Being blessed with luck in so many things, I was sent to the Olympic Park in early May to write about an evening ‘test event’ – and I have to say, if they can keep it as quiet as it was then, I shall really enjoy the Olympics, because I do so hate a crowd, don’t you? On the chilly evening of my women’s water polo matches (in which the British team performed dismally, but we’ll draw a veil over that), stewards outnumbered visitors by about five to one, which is just the way I like it.

It was rather lovely. We privileged few scuttled noiselessly at dusk across the acres of pristine bonded gravel, past the mighty Olympic Stadium, trying not to look at the ugliest piece of public sculpture Anish Kapoor has (sadly) ever produced, and across a little bridge guarded by teams of efficient (and rather jolly) security staff.

If I felt strangely happy, though, it was because I had only just understood how wonderfully near the Olympic Park is to the Westfield Stratford City shopping centre. Did everyone else know this? I expect they did, but it was a fabulous surprise to me. In all my experience as a sportswriter – travelling to ghastly football stadiums in ghastly industrial wastelands – shopping at John Lewis at half-time was never a remote possibility.

I long ago accepted the fact that, to see sport in the flesh, you must cross over into a comfortless out-of-doors world where, if you happen to need a box of Cath Kidston mini-notelets in a hurry, you’re stuffed. The unexpected fact that you can actually see a John Lewis from inside the Olympic Park simply filled my heart with joy.

As I passed the Olympic Stadium, I’m not kidding, someone was testing out the sound system, playing the opening of Chariots of Fire. And for the tiniest moment, I found myself stopping and thinking, ‘Oh, this is going to be marvellous’. But of course, being British, I didn’t say it out loud; I didn’t allow myself even to think it for very long.

I mean to say, what if it’s all truly been a terrible mistake, and we’re not going to host the Olympics after all? I have mentioned before my genuine belief that the man who awarded the Games to London was supposed to say Paris. What’s to stop him coming clean, and dropping his bombshell, any time up to July 27?

Meanwhile, it’s only natural to be afraid of tempting fate, surely? My own horror of premature celebration means that I sometimes continue to refuse to enjoy things even while they are happening. I don’t count chickens until they’ve not only hatched, but actually died after a long and quite productive egg-laying career.

There was another reason, however, for feeling sheepish about my pathetic ‘This is going to be marvellous’ epiphany. I remembered how a dear friend, years ago, famously stood in the ruins of Pompeii and pronounced, ‘Something very bad happened here’. (Don’t get me wrong, this is a woman who has made many treasured original comments over the years, my favourite being to a state official handling her application to become a US citizen at the age of 80, when he asked whether she was at all interested in overthrowing the government of the US. ‘Well,’ she said, ‘someone would have to hold my stick.’)

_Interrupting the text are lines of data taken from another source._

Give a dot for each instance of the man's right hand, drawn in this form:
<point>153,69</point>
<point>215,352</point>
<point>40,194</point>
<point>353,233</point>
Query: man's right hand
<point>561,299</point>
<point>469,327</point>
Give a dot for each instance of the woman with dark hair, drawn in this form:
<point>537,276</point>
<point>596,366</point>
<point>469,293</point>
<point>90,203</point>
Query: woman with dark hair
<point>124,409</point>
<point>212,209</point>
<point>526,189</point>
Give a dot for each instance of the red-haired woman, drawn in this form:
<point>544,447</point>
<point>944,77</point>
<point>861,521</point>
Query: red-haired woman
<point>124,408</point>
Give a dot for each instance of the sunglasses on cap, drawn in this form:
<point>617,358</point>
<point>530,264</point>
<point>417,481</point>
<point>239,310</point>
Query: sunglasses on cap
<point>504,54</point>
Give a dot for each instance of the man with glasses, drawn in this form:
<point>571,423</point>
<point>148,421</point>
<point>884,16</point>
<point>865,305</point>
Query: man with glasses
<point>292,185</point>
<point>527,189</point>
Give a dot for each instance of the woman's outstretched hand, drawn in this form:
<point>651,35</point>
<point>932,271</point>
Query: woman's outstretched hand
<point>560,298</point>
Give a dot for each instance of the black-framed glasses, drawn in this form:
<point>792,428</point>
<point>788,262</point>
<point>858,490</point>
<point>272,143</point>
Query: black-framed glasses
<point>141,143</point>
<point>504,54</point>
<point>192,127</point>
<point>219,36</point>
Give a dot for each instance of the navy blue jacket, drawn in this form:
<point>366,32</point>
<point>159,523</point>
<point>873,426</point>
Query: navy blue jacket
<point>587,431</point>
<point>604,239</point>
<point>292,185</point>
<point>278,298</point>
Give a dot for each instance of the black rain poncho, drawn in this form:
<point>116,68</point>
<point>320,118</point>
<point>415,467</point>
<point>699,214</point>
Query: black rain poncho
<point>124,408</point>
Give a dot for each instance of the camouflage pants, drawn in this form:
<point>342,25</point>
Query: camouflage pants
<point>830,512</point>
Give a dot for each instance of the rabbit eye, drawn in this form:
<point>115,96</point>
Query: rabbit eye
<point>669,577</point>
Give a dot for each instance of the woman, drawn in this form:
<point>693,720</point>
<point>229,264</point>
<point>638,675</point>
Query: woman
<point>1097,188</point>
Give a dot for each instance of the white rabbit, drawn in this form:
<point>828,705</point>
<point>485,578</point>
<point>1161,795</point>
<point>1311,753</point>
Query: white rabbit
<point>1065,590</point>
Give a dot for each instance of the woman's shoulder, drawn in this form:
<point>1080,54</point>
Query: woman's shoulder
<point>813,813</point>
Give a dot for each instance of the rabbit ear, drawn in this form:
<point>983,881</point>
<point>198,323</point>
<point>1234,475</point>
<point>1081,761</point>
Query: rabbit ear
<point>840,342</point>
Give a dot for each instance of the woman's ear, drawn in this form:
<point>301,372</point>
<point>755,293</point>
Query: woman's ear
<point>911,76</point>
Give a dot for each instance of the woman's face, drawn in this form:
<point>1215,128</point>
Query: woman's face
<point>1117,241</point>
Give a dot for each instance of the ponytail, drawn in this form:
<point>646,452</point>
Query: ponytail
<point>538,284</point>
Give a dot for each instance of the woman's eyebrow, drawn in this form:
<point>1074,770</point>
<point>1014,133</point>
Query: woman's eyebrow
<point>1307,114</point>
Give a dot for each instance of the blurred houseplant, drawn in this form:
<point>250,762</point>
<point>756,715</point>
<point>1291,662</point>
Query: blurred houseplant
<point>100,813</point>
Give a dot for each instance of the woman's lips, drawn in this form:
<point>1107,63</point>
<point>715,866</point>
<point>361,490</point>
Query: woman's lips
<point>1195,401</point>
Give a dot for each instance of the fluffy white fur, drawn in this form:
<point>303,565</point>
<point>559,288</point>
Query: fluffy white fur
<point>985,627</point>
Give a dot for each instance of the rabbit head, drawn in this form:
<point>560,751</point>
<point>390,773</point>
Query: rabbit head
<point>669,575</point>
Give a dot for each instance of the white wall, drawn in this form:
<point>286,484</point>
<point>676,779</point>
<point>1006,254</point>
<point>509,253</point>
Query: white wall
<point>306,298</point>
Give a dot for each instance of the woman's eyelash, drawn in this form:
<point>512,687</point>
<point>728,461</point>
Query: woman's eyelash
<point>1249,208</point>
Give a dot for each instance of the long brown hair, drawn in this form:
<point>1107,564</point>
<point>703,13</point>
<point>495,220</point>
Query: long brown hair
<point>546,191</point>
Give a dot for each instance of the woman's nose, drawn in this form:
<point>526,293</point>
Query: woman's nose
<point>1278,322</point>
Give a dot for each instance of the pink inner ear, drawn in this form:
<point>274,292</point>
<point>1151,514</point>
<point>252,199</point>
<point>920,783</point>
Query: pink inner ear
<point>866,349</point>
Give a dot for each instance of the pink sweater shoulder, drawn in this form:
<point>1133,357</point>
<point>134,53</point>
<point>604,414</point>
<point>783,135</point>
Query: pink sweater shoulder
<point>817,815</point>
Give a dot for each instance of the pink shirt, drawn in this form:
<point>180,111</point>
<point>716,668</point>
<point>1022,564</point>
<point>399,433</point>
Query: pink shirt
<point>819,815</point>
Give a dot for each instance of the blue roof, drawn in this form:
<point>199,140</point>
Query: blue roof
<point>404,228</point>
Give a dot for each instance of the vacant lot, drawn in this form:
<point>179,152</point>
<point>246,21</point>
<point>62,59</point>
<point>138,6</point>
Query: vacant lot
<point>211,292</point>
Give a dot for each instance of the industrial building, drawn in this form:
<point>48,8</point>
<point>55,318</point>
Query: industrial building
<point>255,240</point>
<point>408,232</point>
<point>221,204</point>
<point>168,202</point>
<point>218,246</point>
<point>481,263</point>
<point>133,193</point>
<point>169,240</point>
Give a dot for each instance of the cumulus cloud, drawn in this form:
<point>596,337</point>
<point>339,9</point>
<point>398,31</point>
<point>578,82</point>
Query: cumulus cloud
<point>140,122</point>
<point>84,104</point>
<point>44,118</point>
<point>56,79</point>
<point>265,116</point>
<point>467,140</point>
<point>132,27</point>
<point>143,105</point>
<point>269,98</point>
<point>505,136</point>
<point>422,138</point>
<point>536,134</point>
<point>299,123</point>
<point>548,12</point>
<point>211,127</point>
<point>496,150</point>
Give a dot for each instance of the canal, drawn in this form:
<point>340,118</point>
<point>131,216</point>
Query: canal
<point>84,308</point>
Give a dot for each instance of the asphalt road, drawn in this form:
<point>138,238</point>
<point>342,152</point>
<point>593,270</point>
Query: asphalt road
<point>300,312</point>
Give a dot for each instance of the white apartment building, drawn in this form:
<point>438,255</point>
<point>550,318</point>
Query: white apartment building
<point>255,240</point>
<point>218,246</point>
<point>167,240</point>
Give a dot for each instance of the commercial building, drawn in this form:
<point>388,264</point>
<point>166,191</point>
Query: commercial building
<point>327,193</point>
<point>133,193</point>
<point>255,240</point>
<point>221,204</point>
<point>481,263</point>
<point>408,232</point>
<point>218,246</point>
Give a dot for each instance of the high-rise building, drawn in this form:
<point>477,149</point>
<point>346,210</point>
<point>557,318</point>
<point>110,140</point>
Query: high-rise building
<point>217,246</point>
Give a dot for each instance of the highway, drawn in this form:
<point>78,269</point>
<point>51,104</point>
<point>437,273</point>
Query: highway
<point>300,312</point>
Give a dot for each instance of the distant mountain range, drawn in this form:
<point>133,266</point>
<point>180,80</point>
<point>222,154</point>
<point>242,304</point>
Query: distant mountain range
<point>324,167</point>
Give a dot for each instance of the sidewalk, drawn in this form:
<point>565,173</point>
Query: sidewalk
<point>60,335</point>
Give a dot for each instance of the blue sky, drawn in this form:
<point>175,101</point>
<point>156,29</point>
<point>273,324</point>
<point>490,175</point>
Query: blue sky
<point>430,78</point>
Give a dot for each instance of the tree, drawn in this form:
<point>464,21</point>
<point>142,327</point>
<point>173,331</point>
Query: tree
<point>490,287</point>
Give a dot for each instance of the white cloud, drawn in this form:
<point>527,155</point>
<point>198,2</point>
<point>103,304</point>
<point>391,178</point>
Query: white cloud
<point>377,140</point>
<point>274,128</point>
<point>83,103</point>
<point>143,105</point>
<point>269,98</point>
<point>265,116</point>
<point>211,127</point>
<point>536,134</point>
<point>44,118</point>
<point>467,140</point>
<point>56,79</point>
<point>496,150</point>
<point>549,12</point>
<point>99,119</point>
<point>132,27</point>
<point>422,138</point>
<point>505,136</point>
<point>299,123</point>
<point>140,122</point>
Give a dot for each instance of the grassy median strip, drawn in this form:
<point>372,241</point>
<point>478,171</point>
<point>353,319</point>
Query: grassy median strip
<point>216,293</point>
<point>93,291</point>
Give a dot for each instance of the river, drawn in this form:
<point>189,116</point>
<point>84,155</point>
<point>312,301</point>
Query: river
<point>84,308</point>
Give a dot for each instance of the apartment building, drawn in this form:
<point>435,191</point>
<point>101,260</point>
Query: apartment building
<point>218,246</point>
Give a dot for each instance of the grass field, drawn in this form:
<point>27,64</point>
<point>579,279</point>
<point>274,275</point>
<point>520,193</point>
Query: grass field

But to predict that something marvellous might begin to unfold in London’s E20 at the end of July this year is rather similar to saying that something very bad happened at Pompeii – especially given that I was standing beside a completed marvellous stadium in a multi-billion-pound sporting pilgrimage site dedicated entirely to the production of marvellousness. I will, however, stick my neck out and say there won’t be enough bins. On the other hand, the gravel looks very hard-wearing.